While it’s becoming common in financial services overall (as Novarica VP Jeff Goldberg noted in a blog post a few months ago), this represents the first instance of an insurance company per se (excluding USAA, whose work in the area is likely focused more on banking applications) disclosing an exploratory program around blockchain.
As Jeff and I wrote last year in Bitcoin and Insurance: An Overview and Key Issues, adopting blockchain is not just an opportunity for some good press (and a helpful recruiting tool for tech-oriented millennials to boot) but also smart from a long-term strategic perspective. In our brief, which offers an overview of the area and a brief explanation of blockchain’s mechanics, we argued that insurance, as consisting of financial contracts between trusted parties, is a natural domain in which to apply a “trust machine” like blockchain.
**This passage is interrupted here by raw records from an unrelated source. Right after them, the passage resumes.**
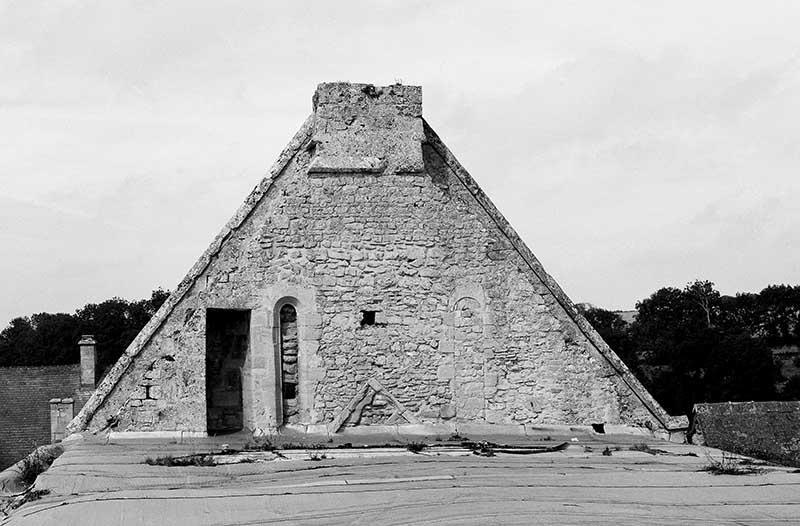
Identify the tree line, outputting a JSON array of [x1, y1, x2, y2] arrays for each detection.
[[579, 280, 800, 414], [0, 280, 800, 414], [0, 288, 169, 373]]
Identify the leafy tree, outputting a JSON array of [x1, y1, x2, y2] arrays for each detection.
[[577, 304, 636, 368], [0, 288, 169, 372], [756, 285, 800, 345]]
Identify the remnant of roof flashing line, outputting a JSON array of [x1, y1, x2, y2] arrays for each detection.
[[423, 119, 672, 430], [65, 115, 314, 435]]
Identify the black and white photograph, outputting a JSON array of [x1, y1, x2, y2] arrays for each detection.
[[0, 0, 800, 526]]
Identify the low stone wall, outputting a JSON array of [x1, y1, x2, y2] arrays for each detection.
[[692, 401, 800, 466]]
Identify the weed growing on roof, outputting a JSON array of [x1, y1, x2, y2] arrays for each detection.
[[406, 442, 428, 453], [700, 451, 764, 475], [144, 455, 217, 468]]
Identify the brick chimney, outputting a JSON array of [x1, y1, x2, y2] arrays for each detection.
[[78, 334, 97, 389], [308, 82, 425, 176]]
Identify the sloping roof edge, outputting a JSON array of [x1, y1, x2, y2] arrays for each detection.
[[66, 109, 688, 435], [423, 118, 689, 436], [66, 114, 314, 435]]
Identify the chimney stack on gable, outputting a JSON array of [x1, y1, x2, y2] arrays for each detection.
[[308, 82, 424, 175], [78, 334, 97, 389]]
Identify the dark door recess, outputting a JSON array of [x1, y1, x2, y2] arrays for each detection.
[[206, 309, 250, 434]]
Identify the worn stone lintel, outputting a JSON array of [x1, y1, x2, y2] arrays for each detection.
[[65, 116, 313, 435]]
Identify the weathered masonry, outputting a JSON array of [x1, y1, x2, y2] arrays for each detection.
[[69, 83, 686, 434]]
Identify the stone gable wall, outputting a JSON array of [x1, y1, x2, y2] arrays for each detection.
[[89, 130, 657, 431]]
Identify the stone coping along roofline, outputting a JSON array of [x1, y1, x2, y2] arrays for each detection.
[[423, 119, 689, 431], [66, 115, 314, 435], [66, 85, 688, 435]]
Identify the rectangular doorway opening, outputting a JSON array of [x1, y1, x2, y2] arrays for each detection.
[[206, 309, 250, 435]]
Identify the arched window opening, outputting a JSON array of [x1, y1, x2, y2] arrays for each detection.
[[280, 305, 298, 424]]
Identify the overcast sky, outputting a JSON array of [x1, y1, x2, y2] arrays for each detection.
[[0, 0, 800, 326]]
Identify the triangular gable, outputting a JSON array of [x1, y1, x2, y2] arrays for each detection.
[[66, 115, 314, 434], [67, 87, 687, 433]]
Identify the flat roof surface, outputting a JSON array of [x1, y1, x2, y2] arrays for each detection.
[[0, 433, 800, 526]]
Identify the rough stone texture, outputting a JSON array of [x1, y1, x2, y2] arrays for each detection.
[[0, 364, 90, 470], [308, 82, 424, 174], [70, 84, 682, 438], [693, 402, 800, 466]]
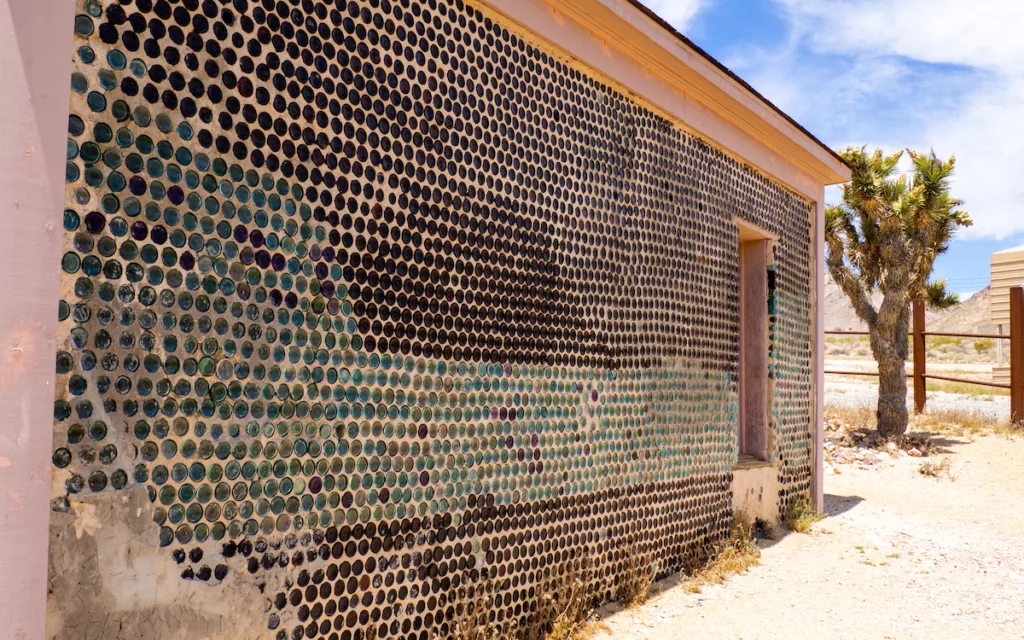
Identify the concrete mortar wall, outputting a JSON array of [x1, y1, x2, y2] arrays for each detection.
[[37, 0, 814, 639]]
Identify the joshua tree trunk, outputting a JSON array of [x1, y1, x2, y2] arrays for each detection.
[[871, 303, 910, 437]]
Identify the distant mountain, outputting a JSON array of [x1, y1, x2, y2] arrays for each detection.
[[825, 278, 995, 334]]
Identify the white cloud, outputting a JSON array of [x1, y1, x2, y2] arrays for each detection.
[[640, 0, 708, 33], [729, 0, 1024, 238]]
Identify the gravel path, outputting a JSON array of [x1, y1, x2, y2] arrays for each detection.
[[594, 436, 1024, 640]]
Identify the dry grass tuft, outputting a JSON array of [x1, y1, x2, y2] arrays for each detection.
[[683, 518, 761, 593], [910, 409, 1024, 437], [615, 541, 656, 608], [450, 579, 519, 640], [918, 458, 956, 480], [525, 556, 593, 640], [783, 496, 821, 534]]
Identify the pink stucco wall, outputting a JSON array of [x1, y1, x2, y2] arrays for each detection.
[[0, 0, 75, 640]]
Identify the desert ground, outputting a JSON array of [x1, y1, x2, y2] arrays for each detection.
[[593, 423, 1024, 640]]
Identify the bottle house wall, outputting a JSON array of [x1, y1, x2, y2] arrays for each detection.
[[48, 0, 814, 639]]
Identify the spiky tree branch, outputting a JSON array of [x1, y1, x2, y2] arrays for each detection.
[[824, 147, 971, 433]]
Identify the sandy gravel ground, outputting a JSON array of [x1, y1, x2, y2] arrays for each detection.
[[825, 378, 1010, 419], [594, 436, 1024, 640]]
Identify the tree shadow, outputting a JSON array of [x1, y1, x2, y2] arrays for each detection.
[[824, 494, 864, 518]]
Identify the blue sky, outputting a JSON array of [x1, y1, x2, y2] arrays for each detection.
[[641, 0, 1024, 294]]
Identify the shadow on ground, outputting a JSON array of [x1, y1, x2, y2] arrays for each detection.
[[824, 494, 864, 518]]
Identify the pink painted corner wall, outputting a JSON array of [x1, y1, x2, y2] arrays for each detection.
[[0, 0, 75, 640]]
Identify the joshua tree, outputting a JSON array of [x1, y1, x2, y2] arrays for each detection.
[[824, 146, 972, 437]]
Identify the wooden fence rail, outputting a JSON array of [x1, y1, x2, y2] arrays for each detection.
[[825, 287, 1024, 423]]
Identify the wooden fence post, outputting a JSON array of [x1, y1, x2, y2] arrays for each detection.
[[913, 300, 927, 414], [1010, 287, 1024, 424]]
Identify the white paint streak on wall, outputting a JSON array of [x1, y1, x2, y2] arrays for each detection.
[[0, 0, 75, 638]]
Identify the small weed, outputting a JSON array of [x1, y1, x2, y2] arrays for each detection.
[[450, 579, 518, 640], [925, 380, 1010, 397], [918, 458, 955, 480], [783, 496, 821, 534], [525, 556, 592, 640], [974, 338, 995, 353], [913, 409, 1021, 436], [683, 518, 761, 593], [615, 541, 655, 608]]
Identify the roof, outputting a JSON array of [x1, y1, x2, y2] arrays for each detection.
[[992, 245, 1024, 255], [628, 0, 850, 167]]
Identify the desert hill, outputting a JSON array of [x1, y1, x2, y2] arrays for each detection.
[[824, 278, 995, 334]]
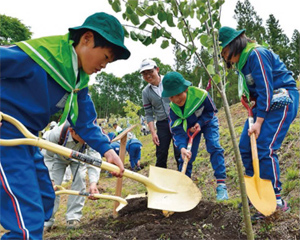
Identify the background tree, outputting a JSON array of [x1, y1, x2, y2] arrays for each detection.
[[233, 0, 266, 44], [266, 14, 291, 69], [0, 14, 32, 45], [289, 30, 300, 80], [108, 0, 254, 236]]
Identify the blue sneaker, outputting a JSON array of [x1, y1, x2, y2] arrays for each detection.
[[216, 184, 228, 201]]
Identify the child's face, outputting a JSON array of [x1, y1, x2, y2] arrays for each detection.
[[75, 32, 114, 75], [141, 67, 160, 86], [221, 45, 240, 65], [169, 90, 187, 107]]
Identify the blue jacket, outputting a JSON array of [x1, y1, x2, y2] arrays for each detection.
[[169, 93, 218, 150], [126, 138, 143, 152], [0, 46, 111, 155], [242, 47, 297, 118]]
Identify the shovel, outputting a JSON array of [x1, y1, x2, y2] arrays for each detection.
[[181, 128, 200, 174], [0, 112, 201, 212], [162, 128, 201, 217], [54, 185, 128, 211], [241, 97, 277, 216]]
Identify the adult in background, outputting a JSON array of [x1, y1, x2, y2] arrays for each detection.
[[140, 59, 180, 168], [126, 132, 143, 172]]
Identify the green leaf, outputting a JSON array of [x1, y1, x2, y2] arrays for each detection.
[[207, 64, 215, 75], [136, 7, 145, 17], [139, 18, 154, 29], [142, 37, 152, 46], [130, 31, 138, 41], [137, 33, 146, 42], [123, 26, 129, 38], [157, 11, 167, 23], [128, 0, 139, 9], [213, 74, 221, 84], [200, 34, 208, 47], [167, 13, 175, 27], [177, 21, 184, 29], [126, 5, 133, 15], [160, 40, 169, 49], [111, 0, 122, 12], [129, 13, 140, 25], [151, 27, 160, 38]]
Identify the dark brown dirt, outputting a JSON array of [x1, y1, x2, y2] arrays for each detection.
[[56, 198, 300, 240]]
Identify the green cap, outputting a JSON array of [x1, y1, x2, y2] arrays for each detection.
[[162, 72, 192, 97], [69, 12, 130, 59], [219, 27, 246, 48]]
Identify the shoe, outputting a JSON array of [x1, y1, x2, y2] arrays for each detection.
[[251, 200, 291, 221], [251, 212, 266, 221], [216, 184, 228, 201], [238, 199, 253, 209], [67, 220, 80, 230], [135, 166, 142, 172], [276, 199, 291, 212], [44, 218, 54, 232], [106, 172, 112, 178]]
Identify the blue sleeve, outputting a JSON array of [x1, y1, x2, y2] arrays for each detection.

In areport on the same subject from earlier this year, Ernst & Young discussed the same subject in great detail, pointing to a number of likely use cases, including “micro-insurance”, “cyber liability”, “P2P”, and better distribution of highly personalized/regionalized products.
Naturally, however, the time-to-market for blockchain-based insurance is gated by regulatory issues, as well as by the perfectly reasonable fact that many of the products to which it is likely most suited still have yet to be invented.
John Hancock in its first phase does not appear to be planning to build anything related to insurance. Instead, a small group of their own developers, in partnership with a few startups, are prototyping an internal “employee rewards program”. This lean and iterative approach sounds like a smart way to build institutional knowledge around a potentially revolutionary, raw, and challenging technology. As a database, network, and a currency system all in one, blockchain really is a unicorn, (as many suggest, perhaps most analogous to the web itself in terms of its technical novelty). Therefore, any company that hopes to “fast follow” in this area will need to have a firm foundation of institutional understanding on which to stand.
As Matthew Josefowicz has pointed out before, technological disruption is not unlike that Hemmingway quote about how ones goes bankrupt: “first it happens gradually and then all-at-once”. While we’re still definitely in this gradual phase, it’s reasonable to expect only small dividends from these R&D programs. On the other hand, taking a relaxed “let’s see what happens” approach, of the sort many media companies in 90’s took to the web, may seem ill-advised when reflected upon after an “all-at-once” kind of transition.
We expect to see more carriers launch these sorts of exploratory programs in the coming months.